The above example could be modified for the use case for any person who is required to access a sensitive area, either physical or virtual, during their day to day activities. One or more preferred embodiments could be utilized in any industry or area, including, by way of non-limiting example, banking, finance, government, military, education, energy, healthcare, legal, law enforcement, research and development, and transport.

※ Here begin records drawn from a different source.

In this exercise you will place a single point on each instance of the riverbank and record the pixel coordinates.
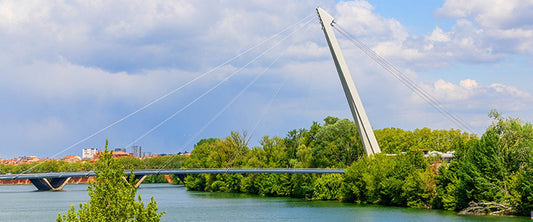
(22, 203)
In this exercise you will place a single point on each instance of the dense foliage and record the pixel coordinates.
(112, 197)
(495, 168)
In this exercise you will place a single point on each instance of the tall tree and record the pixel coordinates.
(112, 197)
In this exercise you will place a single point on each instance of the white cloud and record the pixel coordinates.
(73, 66)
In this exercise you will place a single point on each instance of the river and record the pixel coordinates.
(23, 203)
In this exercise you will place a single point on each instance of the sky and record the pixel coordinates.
(186, 70)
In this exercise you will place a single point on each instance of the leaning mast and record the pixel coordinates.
(356, 106)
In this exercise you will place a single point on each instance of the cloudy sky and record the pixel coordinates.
(73, 68)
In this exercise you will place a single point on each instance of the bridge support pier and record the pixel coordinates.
(138, 179)
(181, 177)
(53, 184)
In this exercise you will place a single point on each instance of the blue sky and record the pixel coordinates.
(69, 69)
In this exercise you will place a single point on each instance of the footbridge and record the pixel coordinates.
(54, 181)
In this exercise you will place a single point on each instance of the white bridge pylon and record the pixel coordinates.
(356, 106)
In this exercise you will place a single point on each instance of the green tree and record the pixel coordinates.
(112, 197)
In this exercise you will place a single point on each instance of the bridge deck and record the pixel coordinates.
(171, 171)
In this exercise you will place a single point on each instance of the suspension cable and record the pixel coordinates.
(241, 92)
(173, 91)
(428, 98)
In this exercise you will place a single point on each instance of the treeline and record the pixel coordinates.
(129, 163)
(495, 168)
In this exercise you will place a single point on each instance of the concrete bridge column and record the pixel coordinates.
(53, 184)
(181, 177)
(139, 179)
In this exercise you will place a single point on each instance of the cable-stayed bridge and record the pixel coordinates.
(56, 181)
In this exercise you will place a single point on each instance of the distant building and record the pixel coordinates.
(120, 149)
(117, 154)
(89, 153)
(137, 151)
(72, 159)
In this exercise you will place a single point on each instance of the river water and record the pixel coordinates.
(23, 203)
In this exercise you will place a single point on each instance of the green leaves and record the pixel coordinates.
(112, 197)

Although described herein largely in the context of electronic systems or platforms, and in the context of implementations in which passcodes, databases, and storage are implemented using electronic computing hardware, in accordance with one or more preferred embodiments, systems and methodologies disclosed herein are implemented on a physical or biological system using either locked storage or memory for the storage, retrieval and cross-checking of user generated passcodes or temporary authorization credentials.
In addition to the foregoing, and in an extension of the use and benefit of one or more preferred embodiment disclosed above, it is noted that with the increase in the use of apps on mobile devices there is a need for storing sensitive data on these devices, which sensitive data may need to be accessed when these devices are offline. If the sensitive information is encrypted then there will also need to be a decryption key which is also offline. It is obviously not an ideal situation when the decryption key and the encrypted information is on the same device as if the device is compromised an attacker would be able to gain access to both files and “crack the information”. Methods such as storing the components in different folders have been used, and recommending users lock their devices with appropriate authentication barriers; however, there is still an ongoing need to improve the security arrangements around sensitive information on devices which may be temporarily offline. Within this context, it is believed that the combination of a biometric signature and user-generated, session-limited user authentication information can be used to enhance the security, wherein the nature of the combination is hidden through storing the different security components in different areas where they would be hashed.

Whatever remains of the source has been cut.